Purpose: The role of the autonomic nervous system in the color and luminance emmetropization mechanisms is unknown. This study analyzed the response to the non-selective, parasympathetic antagonist, atropine, and the sympatholytic, beta-adrenergic antagonist, timolol, in chicks subjected to illumination conditions that selectively stimulate the color and luminance emmetropization mechanisms.

Methods: Chicks were binocularly exposed eight hours each day, for four days, to one of three illumination conditions: 2Hz sinusoidal luminance flicker (LUM), 2Hz sinusoidal color flicker (B/Y), or steady light. Mean illuminance was 680 lux. Eyes received daily injections of either 20μl atropine (18nmol) (N=8), 2 drops of 0.5% timolol (N=8), 20μl phosphate-buffered saline (N=8), or no injection (N=8). Measurements of the axial dimensions of ocular components and refraction were performed using A-scan ultrasonography, photorefraction and a Hardinger Refractometer. In each illumination condition, the saline effect was subtracted from the drug effect [Drug (ΔX-ΔN) - Saline (ΔX-ΔN)].

Results: LUM flicker demonstrated opposite effects on eye growth and refraction with atropine and timolol treatment. Atropine caused a reduction in eye growth (-0.08 ± 0.02 mm, p=0.01) and a reduction in vitreous chamber depth (-0.10 ± 0.02 mm, p=0.004), evoking a hyperopic shift in refraction (3.40 ± 1.77 D), despite an antagonistic increase in lens thickness (0.14 ± 0.05 mm, p=0.004). In contrast, timolol elicited a myopic shift in refraction (-4.07 ± 0.92 D, p=0.001), due to an increase in eye length (0.045 ± 0.030 mm). Color flicker induced choroidal compensation for eye growth, preventing refractive shifts with atropine and timolol. With atropine, hyperopia was not observed, because a reduction in eye length (-0.05 ± 0.02 mm, p=0.01) was compensated for by choroidal thinning (-0.05 ± 0.02 mm, p=0.03). With timolol, myopia did not occur because a reduction in eye length (-0.05 ± 0.018 mm, p=0.02) was also compensated for by choroidal thinning (-0.052 ± 0.015 mm, p=0.01).
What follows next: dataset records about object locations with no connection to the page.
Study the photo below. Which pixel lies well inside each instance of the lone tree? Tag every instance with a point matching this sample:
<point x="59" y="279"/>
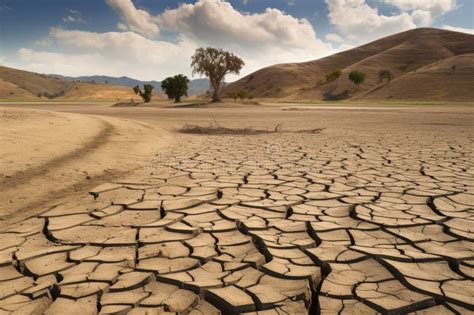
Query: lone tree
<point x="175" y="87"/>
<point x="385" y="74"/>
<point x="334" y="76"/>
<point x="215" y="64"/>
<point x="357" y="77"/>
<point x="146" y="94"/>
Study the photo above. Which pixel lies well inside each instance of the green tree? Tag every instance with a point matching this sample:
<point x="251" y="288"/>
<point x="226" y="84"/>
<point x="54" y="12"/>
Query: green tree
<point x="241" y="94"/>
<point x="357" y="77"/>
<point x="146" y="93"/>
<point x="385" y="74"/>
<point x="215" y="64"/>
<point x="334" y="76"/>
<point x="175" y="87"/>
<point x="232" y="95"/>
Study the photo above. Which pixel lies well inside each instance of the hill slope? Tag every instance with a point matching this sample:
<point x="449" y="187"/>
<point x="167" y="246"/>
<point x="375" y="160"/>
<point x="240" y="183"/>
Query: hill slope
<point x="19" y="84"/>
<point x="196" y="86"/>
<point x="404" y="53"/>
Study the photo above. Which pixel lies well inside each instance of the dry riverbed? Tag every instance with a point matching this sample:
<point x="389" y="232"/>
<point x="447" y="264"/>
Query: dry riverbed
<point x="371" y="214"/>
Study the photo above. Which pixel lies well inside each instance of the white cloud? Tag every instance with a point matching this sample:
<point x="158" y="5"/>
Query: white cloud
<point x="436" y="7"/>
<point x="261" y="39"/>
<point x="332" y="37"/>
<point x="217" y="22"/>
<point x="359" y="22"/>
<point x="424" y="12"/>
<point x="459" y="29"/>
<point x="134" y="19"/>
<point x="113" y="53"/>
<point x="74" y="16"/>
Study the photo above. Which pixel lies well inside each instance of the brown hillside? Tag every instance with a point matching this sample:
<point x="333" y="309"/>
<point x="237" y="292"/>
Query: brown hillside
<point x="19" y="84"/>
<point x="437" y="81"/>
<point x="401" y="53"/>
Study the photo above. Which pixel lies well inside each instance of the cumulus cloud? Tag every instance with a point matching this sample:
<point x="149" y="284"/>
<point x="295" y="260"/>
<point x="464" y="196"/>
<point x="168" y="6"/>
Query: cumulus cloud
<point x="359" y="22"/>
<point x="216" y="21"/>
<point x="74" y="16"/>
<point x="332" y="37"/>
<point x="261" y="39"/>
<point x="134" y="19"/>
<point x="114" y="53"/>
<point x="459" y="29"/>
<point x="424" y="12"/>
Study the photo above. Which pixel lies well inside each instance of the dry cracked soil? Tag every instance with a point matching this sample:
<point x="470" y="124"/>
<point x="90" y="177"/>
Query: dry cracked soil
<point x="372" y="215"/>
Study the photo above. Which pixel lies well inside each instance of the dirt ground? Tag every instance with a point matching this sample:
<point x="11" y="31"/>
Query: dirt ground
<point x="373" y="214"/>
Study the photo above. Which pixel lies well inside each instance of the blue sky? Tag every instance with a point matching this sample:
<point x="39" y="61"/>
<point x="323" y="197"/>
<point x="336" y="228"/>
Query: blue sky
<point x="152" y="39"/>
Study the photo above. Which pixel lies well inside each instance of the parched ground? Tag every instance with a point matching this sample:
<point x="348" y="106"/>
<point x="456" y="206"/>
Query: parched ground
<point x="374" y="214"/>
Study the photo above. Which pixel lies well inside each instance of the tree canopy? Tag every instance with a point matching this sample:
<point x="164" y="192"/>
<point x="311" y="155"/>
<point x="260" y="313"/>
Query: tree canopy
<point x="175" y="87"/>
<point x="146" y="93"/>
<point x="215" y="63"/>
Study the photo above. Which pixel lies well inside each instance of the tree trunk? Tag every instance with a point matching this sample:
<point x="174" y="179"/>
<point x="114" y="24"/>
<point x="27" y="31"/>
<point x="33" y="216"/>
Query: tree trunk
<point x="215" y="94"/>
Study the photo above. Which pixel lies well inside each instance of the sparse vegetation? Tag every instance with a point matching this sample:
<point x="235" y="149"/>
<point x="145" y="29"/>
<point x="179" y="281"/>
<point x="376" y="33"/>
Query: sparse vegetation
<point x="357" y="77"/>
<point x="215" y="64"/>
<point x="175" y="87"/>
<point x="385" y="74"/>
<point x="146" y="93"/>
<point x="216" y="129"/>
<point x="51" y="95"/>
<point x="240" y="95"/>
<point x="336" y="74"/>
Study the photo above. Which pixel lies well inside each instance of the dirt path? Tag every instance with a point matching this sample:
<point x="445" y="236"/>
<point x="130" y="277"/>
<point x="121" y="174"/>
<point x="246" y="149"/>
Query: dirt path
<point x="371" y="215"/>
<point x="47" y="156"/>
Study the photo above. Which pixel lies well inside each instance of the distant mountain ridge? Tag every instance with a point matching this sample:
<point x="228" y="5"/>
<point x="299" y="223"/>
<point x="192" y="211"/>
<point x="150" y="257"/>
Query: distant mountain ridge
<point x="26" y="85"/>
<point x="196" y="86"/>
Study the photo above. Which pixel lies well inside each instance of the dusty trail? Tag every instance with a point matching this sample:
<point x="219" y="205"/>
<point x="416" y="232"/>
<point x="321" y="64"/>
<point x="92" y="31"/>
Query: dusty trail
<point x="47" y="156"/>
<point x="347" y="220"/>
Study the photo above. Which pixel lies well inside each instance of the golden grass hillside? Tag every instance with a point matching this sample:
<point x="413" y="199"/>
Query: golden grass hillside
<point x="405" y="54"/>
<point x="24" y="85"/>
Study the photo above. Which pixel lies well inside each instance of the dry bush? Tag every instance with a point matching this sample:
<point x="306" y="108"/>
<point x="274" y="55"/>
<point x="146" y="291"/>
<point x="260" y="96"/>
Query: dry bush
<point x="215" y="129"/>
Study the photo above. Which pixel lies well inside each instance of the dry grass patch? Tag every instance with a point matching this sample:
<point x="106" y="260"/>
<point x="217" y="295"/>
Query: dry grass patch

Conclusions: The opposing growth and refractive effects of atropine and timolol with luminance flicker, and the compensatory choroidal compensation with color flicker, suggest a precise balancing mechanism between the parasympathetic and sympathetic nervous system, and the visual environment, in achieving emmetropization.